The core emulsion thus obtained was added with LO mg of sodium lithiosulfate and 4.0+s of potassium chloroaurate per mole of silver.
g was added, and chemical ripening was performed at 60° C. for 60 minutes. This emulsion was further added with an aqueous silver nitrate solution, potassium bromide and sodium chloride (in a molar ratio of KBr:NaCQ = 1:1).
was added at the same time as an aqueous solution containing
A cubic silver bromide emulsion for the OP layer was obtained. Subsequently, a silver nitrate aqueous solution and a sodium chloride aqueous solution were simultaneously added to obtain a cubic core/shell type emulsion with an average grain size of 0.50 l.

To the above emulsion was added 2.5 mg of sodium periosulfate per mole of silver, and chemical ripening was carried out at 50° C. for 40 minutes.

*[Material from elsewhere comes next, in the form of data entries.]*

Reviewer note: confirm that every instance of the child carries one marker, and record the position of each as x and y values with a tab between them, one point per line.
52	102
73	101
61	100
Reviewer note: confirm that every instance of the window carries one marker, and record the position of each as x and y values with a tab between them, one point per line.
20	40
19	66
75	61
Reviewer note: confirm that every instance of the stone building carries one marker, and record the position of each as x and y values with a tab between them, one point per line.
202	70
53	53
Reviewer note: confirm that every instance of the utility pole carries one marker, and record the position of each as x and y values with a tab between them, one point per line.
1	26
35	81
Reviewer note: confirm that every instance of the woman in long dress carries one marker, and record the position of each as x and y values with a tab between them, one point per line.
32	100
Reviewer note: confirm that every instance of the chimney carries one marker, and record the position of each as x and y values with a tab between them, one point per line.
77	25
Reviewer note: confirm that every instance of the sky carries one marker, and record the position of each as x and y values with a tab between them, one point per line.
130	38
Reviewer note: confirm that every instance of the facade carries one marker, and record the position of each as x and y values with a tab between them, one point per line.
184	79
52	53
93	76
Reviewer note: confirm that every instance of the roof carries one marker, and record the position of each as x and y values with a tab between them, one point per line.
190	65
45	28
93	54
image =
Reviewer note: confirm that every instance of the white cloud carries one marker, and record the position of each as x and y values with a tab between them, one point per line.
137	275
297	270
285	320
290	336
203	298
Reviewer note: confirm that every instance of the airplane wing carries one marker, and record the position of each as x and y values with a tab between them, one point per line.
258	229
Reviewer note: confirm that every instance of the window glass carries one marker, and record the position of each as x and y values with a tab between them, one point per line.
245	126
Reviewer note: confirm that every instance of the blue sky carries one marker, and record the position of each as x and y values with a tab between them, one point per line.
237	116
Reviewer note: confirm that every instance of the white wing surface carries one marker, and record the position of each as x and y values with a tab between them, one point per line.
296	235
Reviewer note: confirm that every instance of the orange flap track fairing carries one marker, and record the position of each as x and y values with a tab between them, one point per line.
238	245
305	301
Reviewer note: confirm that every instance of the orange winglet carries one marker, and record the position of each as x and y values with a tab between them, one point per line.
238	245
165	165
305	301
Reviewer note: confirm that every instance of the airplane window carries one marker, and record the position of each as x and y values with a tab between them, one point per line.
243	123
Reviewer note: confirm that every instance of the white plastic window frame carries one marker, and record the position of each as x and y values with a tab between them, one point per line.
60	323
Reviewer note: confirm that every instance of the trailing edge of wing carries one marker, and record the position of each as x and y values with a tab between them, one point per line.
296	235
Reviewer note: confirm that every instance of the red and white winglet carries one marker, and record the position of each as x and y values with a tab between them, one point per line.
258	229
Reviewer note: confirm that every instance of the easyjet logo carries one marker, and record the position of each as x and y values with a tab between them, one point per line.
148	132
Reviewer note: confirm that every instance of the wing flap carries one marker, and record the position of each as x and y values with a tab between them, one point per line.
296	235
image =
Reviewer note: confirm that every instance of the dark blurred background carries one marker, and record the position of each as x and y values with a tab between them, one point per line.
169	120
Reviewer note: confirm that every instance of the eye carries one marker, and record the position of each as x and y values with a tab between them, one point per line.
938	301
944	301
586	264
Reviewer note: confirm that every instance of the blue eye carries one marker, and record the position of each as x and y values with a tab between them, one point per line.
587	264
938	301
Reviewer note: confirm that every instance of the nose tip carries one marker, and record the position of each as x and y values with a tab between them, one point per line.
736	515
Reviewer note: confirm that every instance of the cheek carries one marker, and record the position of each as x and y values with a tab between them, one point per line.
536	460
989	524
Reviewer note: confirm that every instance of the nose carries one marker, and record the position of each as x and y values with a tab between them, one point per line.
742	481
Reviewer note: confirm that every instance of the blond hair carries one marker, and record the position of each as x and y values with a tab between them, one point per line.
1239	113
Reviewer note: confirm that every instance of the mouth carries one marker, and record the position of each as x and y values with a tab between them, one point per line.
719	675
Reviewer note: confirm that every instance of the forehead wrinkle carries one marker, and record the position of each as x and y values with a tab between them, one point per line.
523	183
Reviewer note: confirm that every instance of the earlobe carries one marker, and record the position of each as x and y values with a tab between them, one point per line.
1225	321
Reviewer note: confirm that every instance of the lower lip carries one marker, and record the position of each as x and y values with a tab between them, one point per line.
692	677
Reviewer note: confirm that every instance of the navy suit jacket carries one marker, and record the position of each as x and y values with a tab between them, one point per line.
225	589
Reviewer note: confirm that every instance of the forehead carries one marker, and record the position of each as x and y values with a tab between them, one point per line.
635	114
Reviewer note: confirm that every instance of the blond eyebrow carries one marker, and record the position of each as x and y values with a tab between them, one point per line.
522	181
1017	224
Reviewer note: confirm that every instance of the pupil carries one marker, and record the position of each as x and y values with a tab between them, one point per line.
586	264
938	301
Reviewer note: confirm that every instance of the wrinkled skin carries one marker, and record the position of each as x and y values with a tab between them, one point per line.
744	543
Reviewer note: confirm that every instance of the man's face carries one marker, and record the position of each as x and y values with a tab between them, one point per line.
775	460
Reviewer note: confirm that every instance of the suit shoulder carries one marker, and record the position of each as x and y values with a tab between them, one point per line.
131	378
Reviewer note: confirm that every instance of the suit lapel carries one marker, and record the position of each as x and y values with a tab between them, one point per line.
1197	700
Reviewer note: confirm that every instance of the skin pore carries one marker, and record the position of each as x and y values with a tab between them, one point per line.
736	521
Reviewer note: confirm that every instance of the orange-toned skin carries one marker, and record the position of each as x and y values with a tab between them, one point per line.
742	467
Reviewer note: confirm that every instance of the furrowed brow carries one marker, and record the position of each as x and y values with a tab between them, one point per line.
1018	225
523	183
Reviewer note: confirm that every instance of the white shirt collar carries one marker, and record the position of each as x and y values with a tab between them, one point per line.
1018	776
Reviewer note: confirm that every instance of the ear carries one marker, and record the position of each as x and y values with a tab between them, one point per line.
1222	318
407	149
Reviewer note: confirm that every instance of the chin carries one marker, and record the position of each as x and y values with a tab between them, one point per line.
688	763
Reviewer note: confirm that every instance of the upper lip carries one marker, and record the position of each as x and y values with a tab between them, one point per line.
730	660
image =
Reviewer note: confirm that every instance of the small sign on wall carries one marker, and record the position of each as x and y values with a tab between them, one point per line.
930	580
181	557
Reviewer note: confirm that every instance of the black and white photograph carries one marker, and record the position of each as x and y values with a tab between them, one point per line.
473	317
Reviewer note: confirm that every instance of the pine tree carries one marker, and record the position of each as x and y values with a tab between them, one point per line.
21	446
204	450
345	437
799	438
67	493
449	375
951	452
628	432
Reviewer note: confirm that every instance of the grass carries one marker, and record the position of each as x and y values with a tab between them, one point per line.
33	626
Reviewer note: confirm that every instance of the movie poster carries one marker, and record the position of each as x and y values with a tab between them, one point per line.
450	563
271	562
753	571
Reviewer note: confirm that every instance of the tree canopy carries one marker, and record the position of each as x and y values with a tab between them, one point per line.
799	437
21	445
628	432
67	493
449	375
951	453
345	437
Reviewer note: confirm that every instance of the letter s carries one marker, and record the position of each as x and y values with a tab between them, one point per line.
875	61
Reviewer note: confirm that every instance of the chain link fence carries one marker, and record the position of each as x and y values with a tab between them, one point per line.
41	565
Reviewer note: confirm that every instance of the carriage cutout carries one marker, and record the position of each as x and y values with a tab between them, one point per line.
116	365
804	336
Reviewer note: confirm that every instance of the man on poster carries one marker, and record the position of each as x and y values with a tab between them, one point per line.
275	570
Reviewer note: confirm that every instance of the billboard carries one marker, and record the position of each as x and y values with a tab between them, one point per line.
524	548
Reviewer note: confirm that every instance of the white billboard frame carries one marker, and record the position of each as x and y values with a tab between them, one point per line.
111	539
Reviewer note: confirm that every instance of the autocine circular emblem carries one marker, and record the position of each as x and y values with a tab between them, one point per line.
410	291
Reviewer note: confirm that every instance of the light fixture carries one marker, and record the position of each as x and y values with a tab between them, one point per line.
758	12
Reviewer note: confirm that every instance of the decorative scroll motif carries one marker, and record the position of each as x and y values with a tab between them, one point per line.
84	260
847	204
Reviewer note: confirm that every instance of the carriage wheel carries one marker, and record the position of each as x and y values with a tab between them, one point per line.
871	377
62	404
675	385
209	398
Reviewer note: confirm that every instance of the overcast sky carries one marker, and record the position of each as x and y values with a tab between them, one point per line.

The obtained emulsion is referred to as emulsion P.

The above emulsion P was coated and dried according to Example 2, and the obtained sample was exposed and developed according to Example 2. Table 5 shows the results of measuring the maximum density and minimum moisture content of the obtained positive images.

Table 5 As is clear from Table 5, it can be seen that emulsion P of the present invention also provides good positive images.

Claims (1)

[Claims] It has at least one silver halide emulsion layer containing internal latent image type silver halide grains whose grain surfaces are not fogged in advance, and after image exposure, after fogging treatment, and/or
Alternatively, in a photographic light-sensitive material in which a positive image can be obtained directly by surface development while being subjected to a fogging process, the internal latent image type silver halide grains are chemically sensitized or doped with metal ions as a core. and a multilayer shell consisting of at least two layers covering the core, and the outermost layer located at the outermost side of the multilayer shell contains more silver chloride than the layer adjacent to the outermost layer. A direct positive silver halide photographic light-sensitive material characterized by comprising silver halide grains.